今回のデモンストレーションでは、東京大学大学院情報学環 准教授の山内祐平氏と学生10人が、MEET Borderless Canvasと3台のプロジェクタを使って、授業を行った。プレゼンテーションを聞く学生は、ペンタブレットPCを使用し、発表者のスライドで気になった部分に丸や四角などの記号、絵文字、文字、下線などの印をどんどん付けていく。
プレゼンテーション後は、山内氏の進行で、学生の書き込みを基に授業が進められた。山内氏が生徒の書き込みの中から議題を選び、「これは誰が書きましたか?」と質問すると、書き込んだ学生が手を挙げて説明をする。そこで議論が生まれる。学生参加型でも、議論は教授主体で行われるため、教授のファシリテーション能力が非常に問われる。
学生は、プレゼンテーションの途中、書き込みをしないでただ聞いていることも可能だ。山内教授は「この仕組みを使ってから、発言をしない学生というのがいなくなった。具体的な質問や発言をすることに抵抗がある学生でも、スライドに下線を引くくらいならできる。議論への敷居を下げることができた」と述べる。授業に参加した学生からは「ほかの人の着眼点が分かって面白い」といった感想があった。
山内教授は、MEET Borderless Canvasは、生徒数20人以下で、文献購読のような授業に向いているという。「100人以上の講義で、生徒を参加させる場合は、グループワークなど別のやり方を考えた方がよいのかもしれない」(同教授)。活用方法は、現在研究段階にある。来年のソフトウェア公開時には、活用事例をまとめた「すぐに実践できる活用シナリオ集」を配布する予定だ。

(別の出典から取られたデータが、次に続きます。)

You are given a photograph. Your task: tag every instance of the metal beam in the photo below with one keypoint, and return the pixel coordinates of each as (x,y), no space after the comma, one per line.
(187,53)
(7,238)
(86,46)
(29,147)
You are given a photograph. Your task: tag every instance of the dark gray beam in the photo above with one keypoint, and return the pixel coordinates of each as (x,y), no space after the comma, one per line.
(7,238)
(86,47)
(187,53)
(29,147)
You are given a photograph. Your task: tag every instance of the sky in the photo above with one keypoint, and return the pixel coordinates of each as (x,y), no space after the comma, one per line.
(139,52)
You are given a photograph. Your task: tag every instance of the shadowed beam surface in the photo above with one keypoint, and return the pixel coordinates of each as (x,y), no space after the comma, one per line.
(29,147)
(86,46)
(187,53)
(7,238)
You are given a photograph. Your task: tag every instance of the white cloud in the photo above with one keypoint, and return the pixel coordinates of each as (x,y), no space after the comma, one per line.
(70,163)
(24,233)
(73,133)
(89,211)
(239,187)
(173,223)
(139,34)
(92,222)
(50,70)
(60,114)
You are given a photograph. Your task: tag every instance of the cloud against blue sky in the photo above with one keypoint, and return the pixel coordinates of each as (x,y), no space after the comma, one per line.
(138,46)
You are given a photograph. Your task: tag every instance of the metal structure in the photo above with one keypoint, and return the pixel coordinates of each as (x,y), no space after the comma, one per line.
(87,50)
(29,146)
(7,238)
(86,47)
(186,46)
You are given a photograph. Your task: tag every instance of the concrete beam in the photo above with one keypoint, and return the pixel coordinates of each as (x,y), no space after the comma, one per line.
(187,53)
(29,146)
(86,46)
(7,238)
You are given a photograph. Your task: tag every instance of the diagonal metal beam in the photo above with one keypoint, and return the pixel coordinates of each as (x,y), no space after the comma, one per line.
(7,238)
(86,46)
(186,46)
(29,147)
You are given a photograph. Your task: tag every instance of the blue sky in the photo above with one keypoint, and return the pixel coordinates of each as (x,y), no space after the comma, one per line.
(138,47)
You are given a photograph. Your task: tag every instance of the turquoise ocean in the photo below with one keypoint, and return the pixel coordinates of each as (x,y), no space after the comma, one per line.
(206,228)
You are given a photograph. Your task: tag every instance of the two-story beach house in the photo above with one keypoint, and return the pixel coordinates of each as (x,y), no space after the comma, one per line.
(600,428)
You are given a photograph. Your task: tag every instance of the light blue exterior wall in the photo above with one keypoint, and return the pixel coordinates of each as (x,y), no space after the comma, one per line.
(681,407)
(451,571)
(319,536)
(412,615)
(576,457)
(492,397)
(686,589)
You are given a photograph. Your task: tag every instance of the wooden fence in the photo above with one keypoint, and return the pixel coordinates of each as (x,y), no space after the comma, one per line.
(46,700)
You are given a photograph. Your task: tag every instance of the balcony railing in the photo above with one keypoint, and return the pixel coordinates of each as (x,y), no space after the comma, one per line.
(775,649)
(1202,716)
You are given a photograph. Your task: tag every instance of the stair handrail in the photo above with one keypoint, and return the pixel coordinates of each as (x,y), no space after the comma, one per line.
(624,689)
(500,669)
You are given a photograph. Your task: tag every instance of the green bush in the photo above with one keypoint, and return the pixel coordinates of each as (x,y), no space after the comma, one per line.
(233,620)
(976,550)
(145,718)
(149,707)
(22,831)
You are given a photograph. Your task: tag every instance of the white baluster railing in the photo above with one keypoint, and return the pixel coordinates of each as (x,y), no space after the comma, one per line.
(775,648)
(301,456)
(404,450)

使用環境について、OSは、Windows VistaまたはWindows XP SP2以上。タブレットPCを推奨するが、タブレット以外のノートPC、デスクトップPCでも利用可能。プロセッサは、400MHz以上のCPUを推奨。物理メモリ 512MB以上(Windows Vista)、256MB以上(Windows XP)。フレームワークは.NET Framework 3.5が必要。